Cette fleur m'a scié
Salut la compagnie !
voilà dix jours que je ne vous ai pas écrit !! C'est un scandale !!! Vous n'avez pas encore appelé la police ?? la brigade des moeurs ??? les alcooliques anonymes ???
Ai-je seulement une bonne raison ? Non, si l'on considère les petits mots d'amour que les plus fidèles d'entre vous m'ont laissé durant cette insupportable absence. Oui, si l'on prend en compte la grande montée d'adrénaline de ces dernières semaines. Le séminaire des représentations de la guerre s'est terminé en fanfare et cornemuse vendredi dernier, pour enchaîner sur... mes premiers pas sur une scène québécoise !! Dans le rôle de Jasmine, coiffeuse d'origine mauricienne, dont vous avez déjà entendu parler sur ce blog-même !! (comme quoi, vous êtes bien renseignés), dans une pièce américaine adaptée au réalisme franco-canadien, intitulée Fleurs d'acier, de Robert Hartling.

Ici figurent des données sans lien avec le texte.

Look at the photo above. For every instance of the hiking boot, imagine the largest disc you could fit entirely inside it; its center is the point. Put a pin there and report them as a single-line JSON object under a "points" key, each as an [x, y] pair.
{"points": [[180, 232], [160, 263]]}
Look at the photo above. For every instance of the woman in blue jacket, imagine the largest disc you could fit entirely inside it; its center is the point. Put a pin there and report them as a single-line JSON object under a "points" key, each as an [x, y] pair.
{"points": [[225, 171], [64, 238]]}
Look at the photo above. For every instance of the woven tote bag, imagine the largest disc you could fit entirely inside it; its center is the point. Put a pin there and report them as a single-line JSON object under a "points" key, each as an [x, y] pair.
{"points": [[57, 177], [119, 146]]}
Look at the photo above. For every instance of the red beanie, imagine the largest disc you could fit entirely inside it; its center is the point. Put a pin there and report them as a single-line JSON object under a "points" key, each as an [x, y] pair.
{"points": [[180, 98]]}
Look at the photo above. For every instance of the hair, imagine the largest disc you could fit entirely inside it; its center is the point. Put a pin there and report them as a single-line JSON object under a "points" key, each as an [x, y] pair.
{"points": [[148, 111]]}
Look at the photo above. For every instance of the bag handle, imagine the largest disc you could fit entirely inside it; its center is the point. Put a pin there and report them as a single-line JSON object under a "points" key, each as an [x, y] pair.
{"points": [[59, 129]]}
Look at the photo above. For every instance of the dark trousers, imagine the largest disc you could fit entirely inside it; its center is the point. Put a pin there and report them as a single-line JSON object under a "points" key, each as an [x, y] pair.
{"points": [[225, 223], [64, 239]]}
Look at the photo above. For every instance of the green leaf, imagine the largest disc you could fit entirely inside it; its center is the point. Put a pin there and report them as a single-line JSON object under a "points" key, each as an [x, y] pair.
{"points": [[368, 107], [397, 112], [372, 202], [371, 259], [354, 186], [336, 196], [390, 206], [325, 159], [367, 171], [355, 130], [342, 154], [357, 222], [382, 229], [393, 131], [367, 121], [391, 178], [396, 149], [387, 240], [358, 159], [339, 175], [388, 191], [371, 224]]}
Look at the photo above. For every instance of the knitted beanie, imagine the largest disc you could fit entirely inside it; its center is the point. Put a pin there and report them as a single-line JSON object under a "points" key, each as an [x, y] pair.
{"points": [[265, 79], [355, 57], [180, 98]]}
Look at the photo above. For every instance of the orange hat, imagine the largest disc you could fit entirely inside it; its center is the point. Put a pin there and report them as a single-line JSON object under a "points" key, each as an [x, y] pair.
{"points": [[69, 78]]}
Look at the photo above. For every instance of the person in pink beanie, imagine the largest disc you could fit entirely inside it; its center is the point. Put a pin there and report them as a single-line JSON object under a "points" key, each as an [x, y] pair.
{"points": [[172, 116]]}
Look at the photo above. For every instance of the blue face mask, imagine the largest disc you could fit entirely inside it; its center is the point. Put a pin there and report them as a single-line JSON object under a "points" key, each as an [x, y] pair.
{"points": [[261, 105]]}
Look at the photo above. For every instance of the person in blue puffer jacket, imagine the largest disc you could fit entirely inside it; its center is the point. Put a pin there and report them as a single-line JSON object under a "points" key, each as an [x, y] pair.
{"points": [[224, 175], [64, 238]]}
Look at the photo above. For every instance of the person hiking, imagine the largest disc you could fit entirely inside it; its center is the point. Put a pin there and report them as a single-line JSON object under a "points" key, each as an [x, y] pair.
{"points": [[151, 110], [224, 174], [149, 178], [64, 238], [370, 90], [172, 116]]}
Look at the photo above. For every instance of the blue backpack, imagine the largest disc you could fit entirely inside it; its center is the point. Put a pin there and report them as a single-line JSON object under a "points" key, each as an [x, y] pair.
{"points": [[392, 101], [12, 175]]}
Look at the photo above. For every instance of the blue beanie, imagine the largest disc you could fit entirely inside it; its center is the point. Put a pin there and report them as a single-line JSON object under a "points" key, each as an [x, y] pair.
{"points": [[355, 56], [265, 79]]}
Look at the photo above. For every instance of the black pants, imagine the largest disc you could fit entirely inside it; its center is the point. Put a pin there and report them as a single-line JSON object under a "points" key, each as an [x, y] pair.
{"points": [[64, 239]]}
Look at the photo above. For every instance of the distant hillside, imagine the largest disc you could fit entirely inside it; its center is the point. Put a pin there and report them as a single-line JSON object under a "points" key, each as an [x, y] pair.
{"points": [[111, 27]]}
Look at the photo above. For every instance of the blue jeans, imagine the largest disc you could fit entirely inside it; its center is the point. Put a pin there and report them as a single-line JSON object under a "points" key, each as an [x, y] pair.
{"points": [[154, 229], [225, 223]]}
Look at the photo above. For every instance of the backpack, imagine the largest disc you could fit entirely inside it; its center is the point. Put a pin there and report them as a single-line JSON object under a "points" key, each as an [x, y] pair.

Vous connaissiez de longue date (voir chapitres précédents) mes réticences et mes atermoiements concernant ce petit chef-d'oeuvre. Comment un dramaturge respectable pouvait-il mettre des conversations de salon de coiffure sur une scène de théâtre, je vous le demande ? C'était faire offense à l'art suprême de Molière et de Marivaux. Eh bien, même si ce genre n'est décidément pas ma tasse de thé (tchin tchin !), j'ai fini par les adopter, ces gentilles madames de Coaticook, avec leurs coupes de cheveux, leurs petits problèmes quotidiens, leurs grandes questions existentielles et leurs fleurs de Bach (des fleurs de Bach ?? Mais qu'est-ce c'est ço ??? Eh bien, si vous lisiez plus souvent Vogue ou Elle, vous le sauriez, esprits peu curieux !!), j'ai aimé jouer les coiffeuses au langage fleuri qui n'ont pas froid aux yeux mais la langue bien pendue. Voici, pour vous donner une idée, quelques échantillons de ses subtiles interventions : "J'ai déjà eu un radio (comprendre : une radio, pour les Français), mais le premier jour que je l'ai eu, je l'ai lancé contre le mur parce qu'il jouait juste des tounes d'amour que je trouvais quétaines. C'est après j'ai réalisé que c'était la veille de mes menstruations", ou bien : "Prends toi donc des caramels dans le pot là. C'est les meilleurs : ils sont durs au début, pis quand tu les suces un peu ils te fondent dans la bouche. Les deux choses que j'aime le plus, dur au début, fondant à la fin....", ou encore : "Elle priait peut-être parce qu'elle a la petite culotte de prise dans la craque". Que du bonheur !! On peut dire que j'hérite toujours du rôle le plus adapté ! Je dois avouer que je me suis bien amusée à me lâcher sur des énormités pareilles en toute innocence, et que c'est assez jouissif d'en savourer l'impact sur l'audience... Au-delà du côté provoc candide, cette expérience m'a fait effleurer (avez-vous remarqué l'emploi finement nuancé des différents mots de la famille de "fleur" tout au long de ce pétulant post ?) une autre dimension du jeu théâtral, une gamme plus libre, où mon corps a enfin réussi à se détendre un petit peu, à trouver ses marques dans la comédie, à naviguer à l'aise. J'ai retrouvé un côté perdu, instinctif, du jeu enfantin, qui a été bien enfoui depuis plusieurs années, et qui a émergé pendant ces deux soirs de représentation, comme la plus petite partie de l'iceberg. Inquiétante et familière étrangeté...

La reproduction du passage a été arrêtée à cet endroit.